Parasite Flounder

Larval Flounder with Parasite (Wayne Ferrebee, 2020) Ink and colored pencil on paper

The strictures of the world’s new routine have allowed me to finish coloring/inking an ocean-themed drawing I have been working on.  Unfortunately, no matter how I adjust the darkness and the contrast, I can’t get it to look like it does in the real world, so I am afraid that you will have to accept this frustrating digital simulacra (aka the jpeg above).

Broadly speaking, this series of flatfish artwork concern the anthropogenic crisis facing Earth life (particularly life in the oceans, which most people tend to overlook and undervalue), however they are not meant as simple political polemics.  Hopefully, these artworks reflect the ambiguous relationships within life’s innumerable intersecting webs of symbiosis, predation, and parasitism.

Humankind appears directly in this artwork–but symbolically rendered as sea creatures so that we can contemplate our nature at a level of remove.  From left to right, one of these merpeople is the host of a big arrow crab which seems to have stolen his mind (in the manner of a cunning paper octopus hijacking a jellyfish).  The larval flounder is itself being ridden (and skeletonized) by a great hungry caterpillar man thing which has sunk its claw legs deep into the bone.  A lovely merlady plucks away a parasitic frond from a cookie-cutter shark as a shrimpman hunts and a chickenman stands baffled on the ocean bottom.

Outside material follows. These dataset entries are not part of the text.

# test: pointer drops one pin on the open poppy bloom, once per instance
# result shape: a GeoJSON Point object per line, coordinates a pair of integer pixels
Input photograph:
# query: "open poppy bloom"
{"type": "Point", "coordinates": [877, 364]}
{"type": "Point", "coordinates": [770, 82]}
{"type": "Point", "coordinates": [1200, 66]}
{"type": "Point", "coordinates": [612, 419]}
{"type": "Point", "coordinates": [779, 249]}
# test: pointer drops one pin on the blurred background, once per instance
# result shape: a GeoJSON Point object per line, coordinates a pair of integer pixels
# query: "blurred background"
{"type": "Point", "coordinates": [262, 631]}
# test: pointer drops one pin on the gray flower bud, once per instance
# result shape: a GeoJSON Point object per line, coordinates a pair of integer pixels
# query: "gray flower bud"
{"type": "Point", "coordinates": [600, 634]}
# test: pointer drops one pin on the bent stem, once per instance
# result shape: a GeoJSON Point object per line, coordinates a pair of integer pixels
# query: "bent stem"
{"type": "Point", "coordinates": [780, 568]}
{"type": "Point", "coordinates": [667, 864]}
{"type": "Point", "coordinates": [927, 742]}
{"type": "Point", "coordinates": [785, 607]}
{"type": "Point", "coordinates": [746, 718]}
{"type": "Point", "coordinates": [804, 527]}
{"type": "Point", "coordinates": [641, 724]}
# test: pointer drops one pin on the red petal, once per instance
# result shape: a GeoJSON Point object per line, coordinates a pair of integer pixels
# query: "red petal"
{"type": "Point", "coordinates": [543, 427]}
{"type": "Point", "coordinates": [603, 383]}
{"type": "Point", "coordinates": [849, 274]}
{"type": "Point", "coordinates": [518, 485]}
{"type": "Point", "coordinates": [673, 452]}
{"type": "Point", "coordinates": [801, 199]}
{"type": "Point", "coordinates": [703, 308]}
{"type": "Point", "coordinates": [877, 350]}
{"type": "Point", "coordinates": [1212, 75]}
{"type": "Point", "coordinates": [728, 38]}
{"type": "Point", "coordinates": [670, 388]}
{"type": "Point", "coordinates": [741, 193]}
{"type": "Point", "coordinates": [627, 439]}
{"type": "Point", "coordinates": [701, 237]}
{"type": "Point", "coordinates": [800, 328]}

As we learn more about life we learn how it melds together, works in tandem, and jumps unexpectedly from species to species, or speciates into new forms. I wish I could describe this better, since to my comprehension it seems like the closest thing to a numinous truth we are likely to encounter in a world where gods are made up.  I have abandoned essays to try to portray the sacred and profane ways that lifeforms come together with art.  Let me know what you think, and I will see if I can scan it better.